I searched for Arabic in the forum, but I found none. So, I am glad I am the first one asking about Arabic support in OpenNMT? If yes, I hope you can provide more info on the level of support 'what tokenizer do you use, etc?
Thanks,
mzeid
I searched for Arabic in the forum, but I found none. So, I am glad I am the first one asking about Arabic support in OpenNMT? If yes, I hope you can provide more info on the level of support 'what tokenizer do you use, etc?
Thanks,
mzeid
Hello @mzeid, we have trained some Arabic-English/French models that you can test here: https://demo-pnmt.systran.net/production#/translation.
Tokenization is important indeed - we have been using for these models an in-house Arabic tokenizer. We have tried some BPE tokenization but it is not as good, and a CRF based tokenization which was producing quite good results. Let us know if you want more details.
Thanks Jean for your reply! I am planning to test OpenNMT, hopefully over this weekend. I will report my progress here.
Hi @jean.senellart, for CN and JA training with OpenNMT, could you recommend me a tokenizer to use? Thanks!
Hello Jean,
I am not sure if I understand you correctly. Does this mean that OpenNMT doesn’t have a tokenizer for Arabic and this in-house tokenizer is not available in the open-source build? If this is the case, what tokenizer should we use with OpenNMT?
Hello Mohamed, one of our Arabic expert will follow-up soon on that thread!

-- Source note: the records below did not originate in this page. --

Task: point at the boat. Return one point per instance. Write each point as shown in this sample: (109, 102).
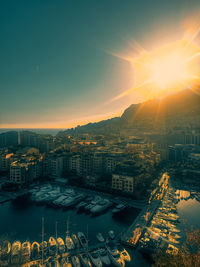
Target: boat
(5, 248)
(59, 200)
(16, 252)
(118, 209)
(124, 254)
(101, 207)
(100, 237)
(115, 257)
(82, 239)
(72, 201)
(81, 204)
(85, 260)
(69, 243)
(88, 207)
(76, 261)
(96, 200)
(94, 256)
(43, 247)
(111, 234)
(61, 245)
(65, 262)
(26, 249)
(52, 246)
(54, 262)
(75, 240)
(35, 247)
(104, 256)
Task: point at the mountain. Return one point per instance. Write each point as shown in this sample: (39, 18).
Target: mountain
(176, 111)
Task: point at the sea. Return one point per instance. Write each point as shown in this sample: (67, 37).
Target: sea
(23, 221)
(51, 131)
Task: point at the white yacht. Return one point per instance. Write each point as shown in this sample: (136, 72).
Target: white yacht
(104, 256)
(94, 256)
(85, 260)
(16, 252)
(119, 208)
(61, 245)
(69, 243)
(5, 248)
(65, 262)
(26, 249)
(102, 206)
(115, 257)
(100, 237)
(82, 239)
(76, 261)
(111, 234)
(59, 200)
(52, 246)
(75, 240)
(124, 254)
(35, 247)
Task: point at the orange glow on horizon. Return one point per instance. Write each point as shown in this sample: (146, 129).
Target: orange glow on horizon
(166, 69)
(61, 125)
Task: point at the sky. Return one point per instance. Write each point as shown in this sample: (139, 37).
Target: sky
(58, 63)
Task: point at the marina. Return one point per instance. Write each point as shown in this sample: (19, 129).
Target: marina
(55, 244)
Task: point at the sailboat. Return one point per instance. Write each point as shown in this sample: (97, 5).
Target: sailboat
(35, 250)
(68, 240)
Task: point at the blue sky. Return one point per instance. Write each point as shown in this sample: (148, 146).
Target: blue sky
(57, 67)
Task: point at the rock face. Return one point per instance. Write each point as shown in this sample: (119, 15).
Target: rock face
(180, 110)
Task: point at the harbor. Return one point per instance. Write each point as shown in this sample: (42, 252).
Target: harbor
(90, 222)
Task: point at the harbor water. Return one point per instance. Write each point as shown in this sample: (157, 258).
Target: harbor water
(21, 220)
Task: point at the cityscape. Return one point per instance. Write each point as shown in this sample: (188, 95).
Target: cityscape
(92, 174)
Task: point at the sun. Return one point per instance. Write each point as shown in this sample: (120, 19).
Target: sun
(164, 70)
(169, 70)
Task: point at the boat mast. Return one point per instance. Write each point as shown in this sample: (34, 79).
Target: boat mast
(42, 241)
(56, 238)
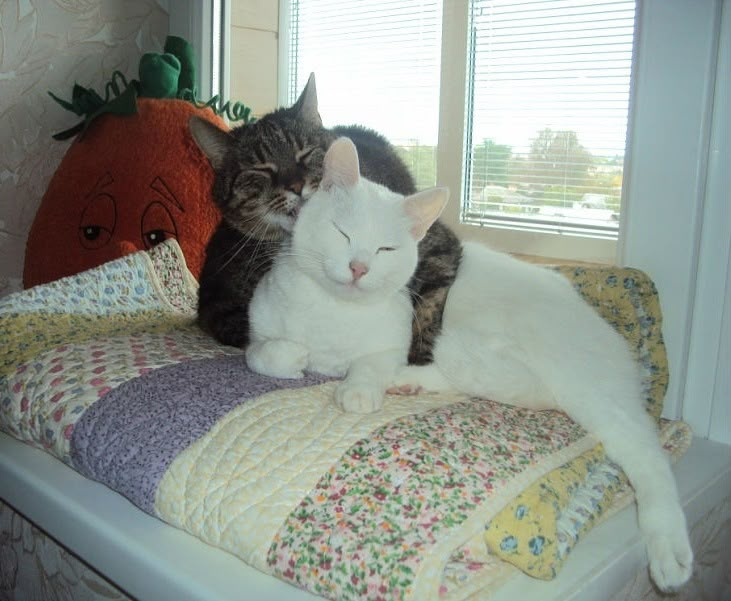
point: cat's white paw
(404, 389)
(359, 397)
(277, 358)
(671, 559)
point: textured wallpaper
(48, 45)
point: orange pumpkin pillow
(128, 183)
(133, 177)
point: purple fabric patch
(128, 438)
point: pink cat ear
(340, 166)
(424, 208)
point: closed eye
(266, 168)
(304, 154)
(341, 231)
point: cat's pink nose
(358, 270)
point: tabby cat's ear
(306, 106)
(424, 208)
(340, 166)
(210, 139)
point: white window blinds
(376, 64)
(547, 103)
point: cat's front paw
(359, 397)
(671, 559)
(404, 389)
(277, 358)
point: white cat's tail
(629, 437)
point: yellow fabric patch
(26, 335)
(526, 532)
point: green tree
(490, 164)
(558, 166)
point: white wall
(676, 222)
(47, 46)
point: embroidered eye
(341, 231)
(98, 222)
(157, 225)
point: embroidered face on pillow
(126, 184)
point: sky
(563, 64)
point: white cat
(520, 334)
(512, 332)
(335, 300)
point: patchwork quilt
(435, 496)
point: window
(674, 113)
(547, 102)
(547, 97)
(377, 64)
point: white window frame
(677, 173)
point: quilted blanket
(433, 497)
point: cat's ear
(340, 166)
(424, 208)
(306, 106)
(212, 140)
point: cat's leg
(277, 358)
(365, 384)
(629, 438)
(410, 379)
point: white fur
(311, 312)
(519, 334)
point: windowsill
(151, 560)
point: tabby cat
(512, 332)
(265, 171)
(345, 269)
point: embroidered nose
(358, 270)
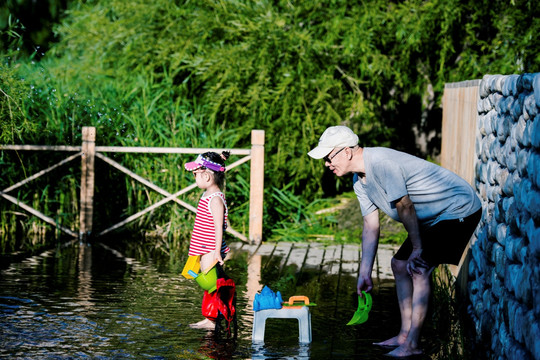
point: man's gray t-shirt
(437, 193)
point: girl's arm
(218, 209)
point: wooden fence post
(87, 181)
(256, 193)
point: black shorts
(444, 242)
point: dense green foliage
(205, 73)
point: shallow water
(90, 301)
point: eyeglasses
(329, 159)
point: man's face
(335, 161)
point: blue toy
(267, 299)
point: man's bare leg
(420, 299)
(404, 289)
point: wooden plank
(41, 147)
(87, 181)
(167, 150)
(266, 249)
(282, 251)
(250, 248)
(314, 257)
(256, 189)
(297, 255)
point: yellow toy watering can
(193, 264)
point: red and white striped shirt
(203, 237)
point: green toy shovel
(364, 306)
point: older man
(439, 210)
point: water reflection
(92, 301)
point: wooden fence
(458, 151)
(459, 128)
(89, 151)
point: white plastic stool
(301, 313)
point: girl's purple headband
(203, 162)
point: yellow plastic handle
(298, 298)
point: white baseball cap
(333, 137)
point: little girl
(211, 219)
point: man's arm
(407, 214)
(370, 242)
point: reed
(204, 74)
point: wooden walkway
(329, 260)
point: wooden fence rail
(89, 151)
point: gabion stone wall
(504, 271)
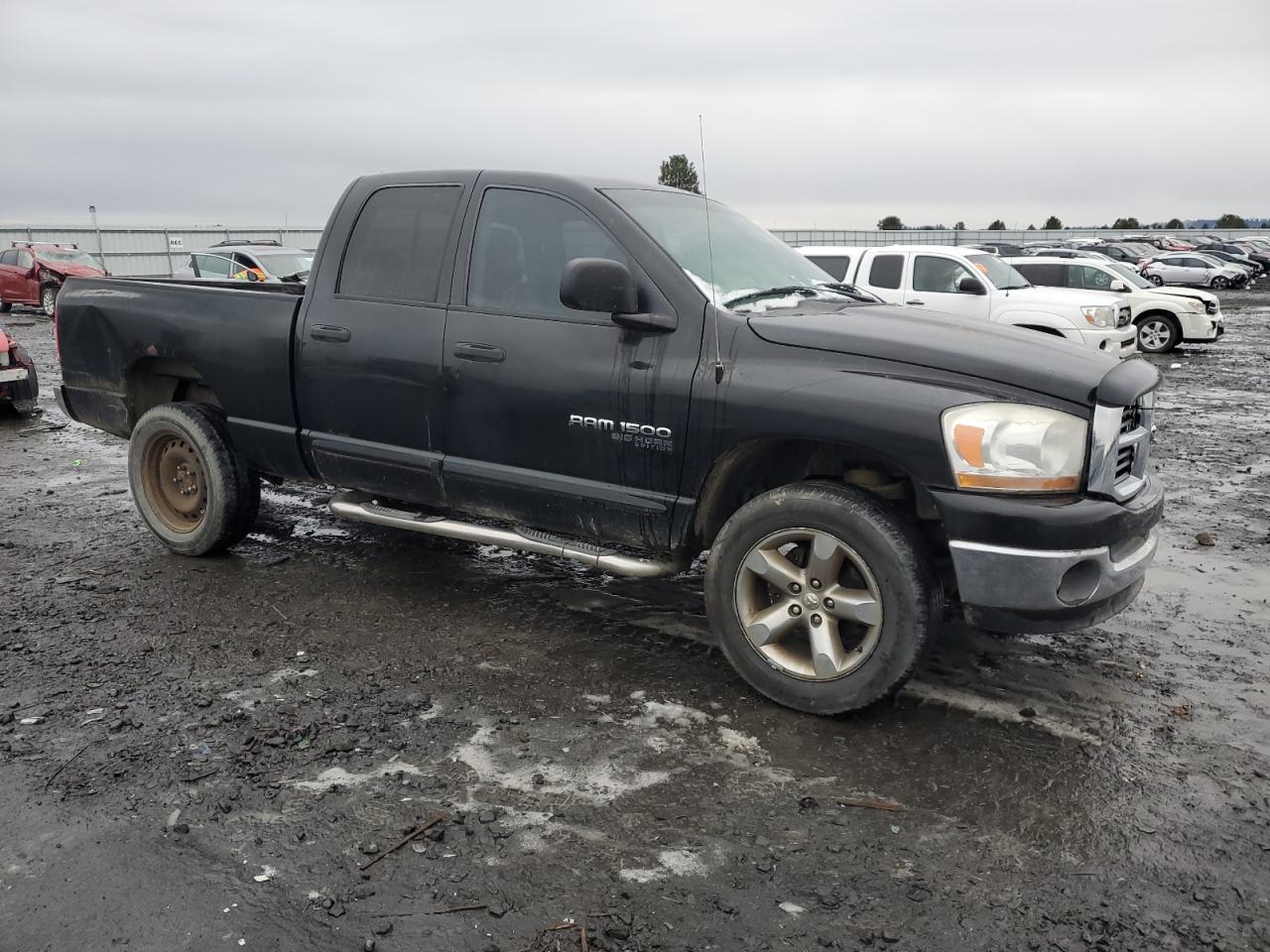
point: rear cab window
(834, 266)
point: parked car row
(1092, 299)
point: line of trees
(893, 222)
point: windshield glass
(285, 264)
(1001, 275)
(747, 259)
(67, 257)
(1129, 275)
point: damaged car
(32, 273)
(19, 388)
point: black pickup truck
(627, 376)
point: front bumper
(1074, 566)
(1118, 341)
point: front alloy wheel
(810, 604)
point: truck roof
(512, 177)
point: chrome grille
(1120, 447)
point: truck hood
(1067, 298)
(1020, 358)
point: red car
(18, 384)
(32, 273)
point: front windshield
(1130, 276)
(1001, 275)
(738, 257)
(285, 264)
(67, 257)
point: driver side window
(522, 243)
(939, 276)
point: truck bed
(123, 338)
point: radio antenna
(714, 289)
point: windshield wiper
(770, 293)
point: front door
(368, 366)
(558, 417)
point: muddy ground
(220, 746)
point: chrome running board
(363, 508)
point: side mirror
(598, 285)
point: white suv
(1193, 268)
(1165, 316)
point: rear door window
(398, 244)
(885, 271)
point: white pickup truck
(1165, 317)
(980, 286)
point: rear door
(368, 353)
(554, 416)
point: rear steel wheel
(175, 481)
(1157, 335)
(810, 604)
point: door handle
(329, 331)
(484, 353)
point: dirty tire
(898, 563)
(1159, 334)
(229, 494)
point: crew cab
(979, 286)
(19, 386)
(597, 371)
(33, 272)
(239, 259)
(1165, 317)
(1196, 270)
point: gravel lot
(206, 753)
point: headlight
(1015, 448)
(1100, 315)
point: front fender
(1029, 317)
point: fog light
(1080, 583)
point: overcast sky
(817, 114)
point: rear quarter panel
(235, 341)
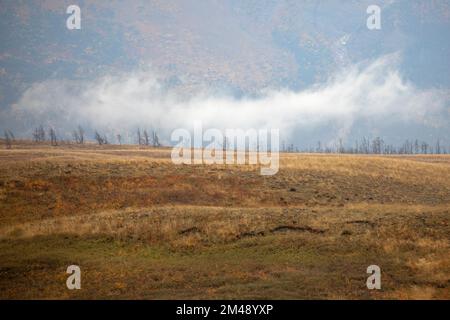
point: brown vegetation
(141, 227)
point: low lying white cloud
(123, 103)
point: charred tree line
(374, 146)
(144, 137)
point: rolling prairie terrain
(141, 227)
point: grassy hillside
(141, 227)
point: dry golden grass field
(141, 227)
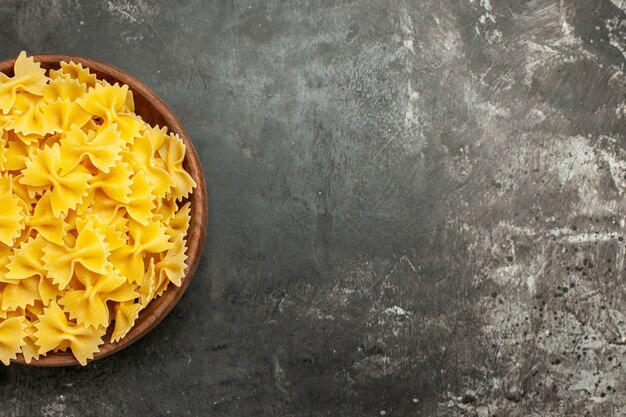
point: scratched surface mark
(416, 207)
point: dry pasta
(93, 218)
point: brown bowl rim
(159, 308)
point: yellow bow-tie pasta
(94, 221)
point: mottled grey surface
(416, 207)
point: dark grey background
(416, 207)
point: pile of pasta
(93, 222)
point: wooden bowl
(155, 112)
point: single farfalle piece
(107, 102)
(12, 335)
(44, 169)
(173, 153)
(151, 238)
(3, 152)
(113, 237)
(178, 224)
(63, 89)
(26, 260)
(21, 294)
(141, 156)
(27, 118)
(89, 306)
(63, 114)
(55, 331)
(16, 153)
(148, 288)
(73, 71)
(141, 199)
(125, 316)
(172, 265)
(115, 183)
(102, 148)
(11, 217)
(26, 277)
(43, 220)
(90, 250)
(30, 350)
(28, 77)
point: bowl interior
(155, 112)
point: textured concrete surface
(416, 207)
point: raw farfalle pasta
(93, 221)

Thanks Jean! I look forward to hearing from him/her. I appreciate it.
Hello Mohamed,
There is no specific tokenizer for Arabic (Linguistic tokenization) in OpenNMT. But there is a tokenizer for all languages (tokenize.lua). It provides a basic tokenization (tokenization of punctuation and Arabic diacritics) or a BPE tokenization if a BPE model is used.
An example of a basic tokenization using tokenize.lua:
Raw text: وقررت كذلك أن تُعقَد الدورة الثامنة والعشرون في الفترة من 21 أيلول/ سبتمبر إلى 2 تشرين الأول/أكتوبر 2009.
Tokenized: وقررت كذلك أن ت ■ُ■ عق ■َ■ د الدورة الثامنة والعشرون في الفترة من 21 أيلول ■/ سبتمبر إلى 2 تشرين الأول ■/■ أكتوبر 2009 ■.
Hi, will the models used in live system be open?